The WP Headless CMS Framework plugin for WordPress, developed by benmoody, suffers from a protection mechanism failure classified under CWE-693. Specifically, the plugin's nonce protection bypass logic is flawed because it only verifies the presence of the Authorization HTTP header to decide whether to bypass nonce validation. This simplistic check allows unauthenticated attackers to craft requests containing an Authorization header, thereby circumventing nonce protections designed to prevent unauthorized access. As a result, attackers can access content that should be restricted, leading to potential information disclosure. The vulnerability affects all versions up to and including 1.15. The CVSS 3.1 base score is 5.3, reflecting a medium severity with network attack vector, low attack complexity, no privileges required, no user interaction, and limited confidentiality impact. No integrity or availability impacts are noted. No patches have been published yet, and no known exploits are reported in the wild. The vulnerability was reserved in early October 2025 and published in November 2025. This issue highlights the importance of robust authorization checks beyond simple header presence and proper nonce validation in WordPress plugins, especially those exposing headless CMS functionality.

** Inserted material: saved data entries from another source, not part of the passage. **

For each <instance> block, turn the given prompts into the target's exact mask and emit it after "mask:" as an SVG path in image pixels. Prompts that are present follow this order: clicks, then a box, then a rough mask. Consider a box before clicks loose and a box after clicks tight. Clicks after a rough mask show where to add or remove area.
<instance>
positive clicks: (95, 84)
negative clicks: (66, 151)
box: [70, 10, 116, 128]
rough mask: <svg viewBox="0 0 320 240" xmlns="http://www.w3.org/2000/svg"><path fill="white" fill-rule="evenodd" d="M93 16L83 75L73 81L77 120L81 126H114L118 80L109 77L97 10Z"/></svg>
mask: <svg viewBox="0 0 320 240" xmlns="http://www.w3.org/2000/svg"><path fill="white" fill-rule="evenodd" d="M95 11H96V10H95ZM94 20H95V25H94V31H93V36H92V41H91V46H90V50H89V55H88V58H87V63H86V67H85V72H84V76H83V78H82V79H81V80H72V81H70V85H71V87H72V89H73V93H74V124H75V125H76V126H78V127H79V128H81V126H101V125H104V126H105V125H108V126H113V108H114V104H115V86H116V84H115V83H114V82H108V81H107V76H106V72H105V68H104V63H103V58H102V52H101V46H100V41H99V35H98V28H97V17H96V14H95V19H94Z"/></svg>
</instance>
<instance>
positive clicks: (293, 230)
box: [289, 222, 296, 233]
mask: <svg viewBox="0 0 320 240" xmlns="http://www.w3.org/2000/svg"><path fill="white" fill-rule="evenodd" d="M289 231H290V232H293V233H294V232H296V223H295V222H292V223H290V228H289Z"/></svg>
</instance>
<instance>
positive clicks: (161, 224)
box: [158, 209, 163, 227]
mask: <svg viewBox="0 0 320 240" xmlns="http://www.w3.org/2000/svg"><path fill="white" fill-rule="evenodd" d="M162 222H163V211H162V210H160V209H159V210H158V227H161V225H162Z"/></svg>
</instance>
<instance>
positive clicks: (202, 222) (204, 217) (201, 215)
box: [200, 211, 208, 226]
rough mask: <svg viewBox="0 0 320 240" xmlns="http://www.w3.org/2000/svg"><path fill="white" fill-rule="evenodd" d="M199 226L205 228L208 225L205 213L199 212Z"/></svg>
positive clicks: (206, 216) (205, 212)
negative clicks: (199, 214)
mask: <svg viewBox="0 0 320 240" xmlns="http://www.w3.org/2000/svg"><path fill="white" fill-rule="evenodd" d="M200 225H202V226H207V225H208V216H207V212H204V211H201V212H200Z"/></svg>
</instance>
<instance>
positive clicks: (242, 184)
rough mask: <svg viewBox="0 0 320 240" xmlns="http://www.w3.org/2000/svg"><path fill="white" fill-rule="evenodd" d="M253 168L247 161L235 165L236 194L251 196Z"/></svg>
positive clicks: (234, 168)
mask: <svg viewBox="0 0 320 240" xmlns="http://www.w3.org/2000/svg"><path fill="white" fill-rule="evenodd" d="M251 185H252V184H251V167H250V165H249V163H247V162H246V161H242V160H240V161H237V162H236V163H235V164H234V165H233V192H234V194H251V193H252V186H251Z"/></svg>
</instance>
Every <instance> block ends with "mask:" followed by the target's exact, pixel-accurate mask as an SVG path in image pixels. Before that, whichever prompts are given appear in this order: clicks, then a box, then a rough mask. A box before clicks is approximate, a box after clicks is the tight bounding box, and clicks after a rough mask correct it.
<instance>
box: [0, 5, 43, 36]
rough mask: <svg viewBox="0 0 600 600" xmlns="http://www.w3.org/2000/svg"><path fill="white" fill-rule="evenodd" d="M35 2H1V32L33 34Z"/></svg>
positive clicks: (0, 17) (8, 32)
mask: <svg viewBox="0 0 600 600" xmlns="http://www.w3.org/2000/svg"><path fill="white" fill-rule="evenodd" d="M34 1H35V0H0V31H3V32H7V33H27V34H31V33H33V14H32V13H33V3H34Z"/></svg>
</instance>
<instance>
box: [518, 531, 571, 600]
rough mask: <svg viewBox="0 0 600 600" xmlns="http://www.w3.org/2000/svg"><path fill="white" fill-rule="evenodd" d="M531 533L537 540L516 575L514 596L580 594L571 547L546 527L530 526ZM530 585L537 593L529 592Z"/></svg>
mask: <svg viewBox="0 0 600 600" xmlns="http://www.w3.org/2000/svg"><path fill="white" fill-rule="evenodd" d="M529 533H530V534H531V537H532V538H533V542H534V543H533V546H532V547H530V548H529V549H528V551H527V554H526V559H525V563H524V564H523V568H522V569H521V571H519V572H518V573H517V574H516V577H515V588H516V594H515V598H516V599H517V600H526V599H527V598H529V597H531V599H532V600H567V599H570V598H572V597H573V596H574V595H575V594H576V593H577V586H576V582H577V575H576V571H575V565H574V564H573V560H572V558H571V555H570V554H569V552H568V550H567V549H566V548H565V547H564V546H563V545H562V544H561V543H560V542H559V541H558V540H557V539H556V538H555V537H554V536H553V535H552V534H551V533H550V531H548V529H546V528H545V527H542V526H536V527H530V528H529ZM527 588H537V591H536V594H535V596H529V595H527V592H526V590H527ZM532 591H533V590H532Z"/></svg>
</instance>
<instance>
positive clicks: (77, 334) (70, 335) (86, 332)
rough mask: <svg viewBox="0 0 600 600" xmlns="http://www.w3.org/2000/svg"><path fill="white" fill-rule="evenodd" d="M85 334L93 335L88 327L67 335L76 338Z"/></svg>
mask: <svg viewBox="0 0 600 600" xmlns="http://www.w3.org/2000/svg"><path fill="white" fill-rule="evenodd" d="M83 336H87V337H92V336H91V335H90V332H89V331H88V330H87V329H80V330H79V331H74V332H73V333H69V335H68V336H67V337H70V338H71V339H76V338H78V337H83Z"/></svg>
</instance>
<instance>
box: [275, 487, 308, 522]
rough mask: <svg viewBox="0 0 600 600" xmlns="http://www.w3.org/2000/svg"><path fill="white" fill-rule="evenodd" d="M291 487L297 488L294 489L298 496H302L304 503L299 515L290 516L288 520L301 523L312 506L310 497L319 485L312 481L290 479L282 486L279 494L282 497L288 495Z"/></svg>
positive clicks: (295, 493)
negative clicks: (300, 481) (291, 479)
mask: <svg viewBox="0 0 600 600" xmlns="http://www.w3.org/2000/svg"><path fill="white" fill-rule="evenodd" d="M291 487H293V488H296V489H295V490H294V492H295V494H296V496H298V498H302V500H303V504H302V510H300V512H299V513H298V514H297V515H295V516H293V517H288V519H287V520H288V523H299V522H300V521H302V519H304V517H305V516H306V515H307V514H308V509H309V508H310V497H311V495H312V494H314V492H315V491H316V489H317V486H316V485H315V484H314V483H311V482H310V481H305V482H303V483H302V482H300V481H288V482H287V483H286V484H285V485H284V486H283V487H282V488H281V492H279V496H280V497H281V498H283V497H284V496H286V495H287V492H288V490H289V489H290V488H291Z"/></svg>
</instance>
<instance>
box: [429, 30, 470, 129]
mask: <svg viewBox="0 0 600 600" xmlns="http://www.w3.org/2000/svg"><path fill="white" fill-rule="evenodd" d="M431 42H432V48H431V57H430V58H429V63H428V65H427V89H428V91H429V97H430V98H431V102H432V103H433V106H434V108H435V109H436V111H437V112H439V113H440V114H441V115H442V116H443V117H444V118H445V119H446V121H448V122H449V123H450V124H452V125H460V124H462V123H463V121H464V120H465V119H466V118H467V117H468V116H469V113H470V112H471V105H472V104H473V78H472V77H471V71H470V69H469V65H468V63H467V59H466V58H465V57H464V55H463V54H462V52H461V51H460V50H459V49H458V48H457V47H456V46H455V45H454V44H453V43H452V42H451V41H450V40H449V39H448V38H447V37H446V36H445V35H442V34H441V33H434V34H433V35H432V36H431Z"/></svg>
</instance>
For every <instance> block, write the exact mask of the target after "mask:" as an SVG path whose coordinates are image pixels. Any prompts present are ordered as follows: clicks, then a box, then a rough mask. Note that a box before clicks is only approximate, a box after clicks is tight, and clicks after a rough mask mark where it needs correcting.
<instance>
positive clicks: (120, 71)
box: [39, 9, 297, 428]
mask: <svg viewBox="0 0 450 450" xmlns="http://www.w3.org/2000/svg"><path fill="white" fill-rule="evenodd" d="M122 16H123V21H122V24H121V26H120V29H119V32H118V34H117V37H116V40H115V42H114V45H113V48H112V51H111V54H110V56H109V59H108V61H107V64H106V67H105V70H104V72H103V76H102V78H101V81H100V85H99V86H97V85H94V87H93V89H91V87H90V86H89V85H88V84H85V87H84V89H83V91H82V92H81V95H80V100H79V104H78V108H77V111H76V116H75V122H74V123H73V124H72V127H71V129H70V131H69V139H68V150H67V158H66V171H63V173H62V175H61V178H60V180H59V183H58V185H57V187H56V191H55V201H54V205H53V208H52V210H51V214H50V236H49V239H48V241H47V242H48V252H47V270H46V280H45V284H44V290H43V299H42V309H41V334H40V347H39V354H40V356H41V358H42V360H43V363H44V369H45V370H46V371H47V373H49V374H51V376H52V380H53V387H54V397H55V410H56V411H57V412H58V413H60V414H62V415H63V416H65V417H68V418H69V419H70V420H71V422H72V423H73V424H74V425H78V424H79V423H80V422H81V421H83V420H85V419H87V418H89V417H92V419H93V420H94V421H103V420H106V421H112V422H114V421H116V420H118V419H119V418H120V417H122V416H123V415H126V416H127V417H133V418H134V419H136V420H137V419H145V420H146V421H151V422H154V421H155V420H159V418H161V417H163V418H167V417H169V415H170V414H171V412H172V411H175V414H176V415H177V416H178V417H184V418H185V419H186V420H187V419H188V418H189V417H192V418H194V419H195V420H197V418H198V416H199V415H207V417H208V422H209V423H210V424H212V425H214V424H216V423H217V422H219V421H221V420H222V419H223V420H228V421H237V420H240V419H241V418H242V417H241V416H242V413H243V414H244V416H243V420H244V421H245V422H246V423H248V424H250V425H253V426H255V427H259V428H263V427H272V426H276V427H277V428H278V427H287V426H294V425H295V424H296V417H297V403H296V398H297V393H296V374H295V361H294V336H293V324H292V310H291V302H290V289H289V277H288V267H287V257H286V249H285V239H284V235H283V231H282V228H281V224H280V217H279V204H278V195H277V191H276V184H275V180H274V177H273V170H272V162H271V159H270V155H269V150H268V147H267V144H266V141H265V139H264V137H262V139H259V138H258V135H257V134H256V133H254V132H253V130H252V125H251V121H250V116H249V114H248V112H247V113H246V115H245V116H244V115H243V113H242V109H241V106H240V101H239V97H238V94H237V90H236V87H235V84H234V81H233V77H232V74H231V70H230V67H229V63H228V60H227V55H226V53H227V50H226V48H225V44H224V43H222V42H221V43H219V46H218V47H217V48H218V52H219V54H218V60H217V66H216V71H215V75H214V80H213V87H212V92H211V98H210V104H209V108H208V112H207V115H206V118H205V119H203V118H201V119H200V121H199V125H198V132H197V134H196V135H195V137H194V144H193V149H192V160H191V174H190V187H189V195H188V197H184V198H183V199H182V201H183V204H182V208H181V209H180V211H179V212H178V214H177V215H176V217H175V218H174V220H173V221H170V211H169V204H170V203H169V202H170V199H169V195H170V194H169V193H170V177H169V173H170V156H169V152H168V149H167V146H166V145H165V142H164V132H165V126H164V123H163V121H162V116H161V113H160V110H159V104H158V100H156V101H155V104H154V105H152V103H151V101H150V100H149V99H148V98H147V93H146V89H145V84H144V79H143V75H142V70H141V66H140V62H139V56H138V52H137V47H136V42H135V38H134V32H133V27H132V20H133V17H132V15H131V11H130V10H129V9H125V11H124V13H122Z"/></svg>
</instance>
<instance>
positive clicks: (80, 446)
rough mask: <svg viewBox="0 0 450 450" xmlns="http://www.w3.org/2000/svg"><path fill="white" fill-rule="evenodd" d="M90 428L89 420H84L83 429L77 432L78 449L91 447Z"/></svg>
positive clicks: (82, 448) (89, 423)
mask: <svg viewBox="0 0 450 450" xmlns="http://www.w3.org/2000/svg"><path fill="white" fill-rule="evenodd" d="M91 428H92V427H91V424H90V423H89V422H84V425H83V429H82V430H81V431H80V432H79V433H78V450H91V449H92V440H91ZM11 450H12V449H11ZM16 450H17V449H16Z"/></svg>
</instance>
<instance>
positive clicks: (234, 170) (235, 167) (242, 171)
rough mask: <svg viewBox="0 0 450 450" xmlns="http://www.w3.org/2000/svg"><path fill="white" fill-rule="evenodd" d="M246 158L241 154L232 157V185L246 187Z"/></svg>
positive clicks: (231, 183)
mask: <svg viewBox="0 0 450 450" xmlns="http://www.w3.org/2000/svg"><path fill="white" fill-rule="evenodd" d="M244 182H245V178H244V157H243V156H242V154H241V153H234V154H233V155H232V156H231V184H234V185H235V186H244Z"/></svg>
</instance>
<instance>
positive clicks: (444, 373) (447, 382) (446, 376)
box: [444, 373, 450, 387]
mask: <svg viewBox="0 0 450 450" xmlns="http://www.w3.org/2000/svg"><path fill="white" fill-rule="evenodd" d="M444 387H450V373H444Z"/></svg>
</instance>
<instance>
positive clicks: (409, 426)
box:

The primary impact of this vulnerability is unauthorized disclosure of content that should be protected by nonce-based authorization mechanisms. Attackers can exploit this flaw remotely without authentication or user interaction, potentially accessing sensitive or restricted data hosted on WordPress sites using the vulnerable plugin. While the vulnerability does not affect data integrity or availability, unauthorized content access can lead to information leakage, privacy violations, and potential exposure of business-sensitive or user data. Organizations relying on the WP Headless CMS Framework for content delivery may face reputational damage, compliance issues, and increased risk of targeted attacks leveraging exposed information. The scope is limited to sites using this specific plugin, but given WordPress's widespread use, the number of affected sites could be significant. The absence of known exploits reduces immediate risk but does not eliminate the threat, especially as proof-of-concept exploits could emerge.

1. Immediately audit all WordPress sites for the presence of the WP Headless CMS Framework plugin and identify versions up to 1.15. 2. If possible, disable or uninstall the plugin until a vendor patch is released. 3. Implement web application firewall (WAF) rules to block or monitor requests containing suspicious Authorization headers that do not correspond to legitimate authentication flows. 4. Restrict access to sensitive content endpoints via IP whitelisting or additional authentication layers where feasible. 5. Monitor web server and application logs for unusual access patterns involving Authorization headers from unauthenticated sources. 6. Engage with the plugin vendor or community to obtain or develop patches that correctly validate nonce tokens without relying solely on the Authorization header presence. 7. Educate developers and administrators on secure nonce implementation and the risks of bypassing security checks based on header presence alone. 8. Regularly update WordPress core and plugins to incorporate security fixes promptly. 9. Consider deploying content access controls at the hosting or CDN level as an additional safeguard.